My heart was pounding in my chest with what I had nearly done. As the Fool had predicted, the choice had passed to me. I had come so close to fulfilling the Pale Woman’s dreams. I set my own fingertips to the marks the Fool had left on my wrist. “Forgive me,” I begged him. “Forgive me for doing what you hoped I would do.” Then I threw myself flat on the ice, and with every bit of strength I had, I flung my awareness, Wit and Skill, at the dragon.

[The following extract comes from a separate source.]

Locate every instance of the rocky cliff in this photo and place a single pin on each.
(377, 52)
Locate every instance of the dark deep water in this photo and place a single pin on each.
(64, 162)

My Skill was a flapping, fluttering moth, but my Wit was strong. I felt Icefyre become aware of me. I felt the danger of his regard, just as prey lifts its head abruptly, knowing that a predator has focused on it. But I did not quail before him, but roared with my body’s strength, like one predator challenging another for territory. With my Wit, I could not convey my thoughts to him, but perhaps he would reach for me. Perhaps if he touched his mind to mine, he could know what I knew. That there was another dragon, a female, and she was even now winging her way toward us guided by a gull.